Basil Jackson was born in Glasgow in 1795. He was the son of Major Basil Jackson who was in the British Army. He graduated from the Royal Military College in 1811 and was promoted to Lieutenant soon after.

He fought in the Battle of Waterloo and afterwards he was sent to St Helena with Napoleon Bonaparte to assist with the living arrangements for the Emperor’s exile. It is this part of his life that was the most colourful and he wrote several books about this time. He was only 19 years old but he spoke fluent French and was therefore considered to be very suitable to liaise with Bonaparte. He is mentioned frequently in the books that have been written about the Emperor’s exile on St Helena. His duties on the island were to supervise the living arrangements at Longwood House which was the residence of Napoleon. He was a watercolorist and while he was at St Helena he painted Longwood House which is shown. He was at St Helena for four years leaving in 1819 before Bonaparte died.

In 1828 he married Frances (Fanny) Muttlebury and the couple had several children. One of their daughters Charlotte remained single and lived with her parents at Glewstone Court. In 1874 the Jacksons left Glewstone and went to live in Hillborough House in Ross-On-Wye. Basil died in 1889 at the age of 94 years.

==Colonel Charles Henry Harrison==
Charles Henry Harrison came to live at Glewstone Court in 1875 at the time of his marriage. His wife was Sarah Maria Ballinger the only daughter of Walter Ballinger who as mentioned above was a nephew of Charles Ballinger the original builder of the house. This couple built the additional two Tudor style wings on either side of the house.

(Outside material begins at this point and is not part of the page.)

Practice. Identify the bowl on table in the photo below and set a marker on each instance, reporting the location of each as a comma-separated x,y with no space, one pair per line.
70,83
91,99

Charles Harrison was born in India in 1836. He entered the British Indian Army at the age of 18 and fought in several wars including the Persian and Abyssinian Wars. The Harrisons left Glewstone in about 1885 and moved to Kenilworth in Warwickshire. He died in 1894 at the age of 58.

==Charles Lee Campbell==
Charles Lee Campbell (1832-1903) and his wife Elizabeth were the next residents and they remained there until about 1897. Lieutenant Colonel Lawrence Corban (1843-1918) and his wife Myra were residents for some years.

The 1911 Census shows that James Rynd Briscoe (1855-1936) a retired merchant and his wife Linda lived at the Court. From about 1925 until his death in 1933 Sir Percy Densham a company director owned the property. For many years Eric Wellington Ward Bailey owned the Court.

One of the most distinguished residents of Glewstone court was Lieutenant General Sir Francis Nosworthy (1887-1971) and his wife Audrey who came there shortly after his retirement in 1945 and remained there for the next ten years. He was Commander in Chief of West African Command during World War II.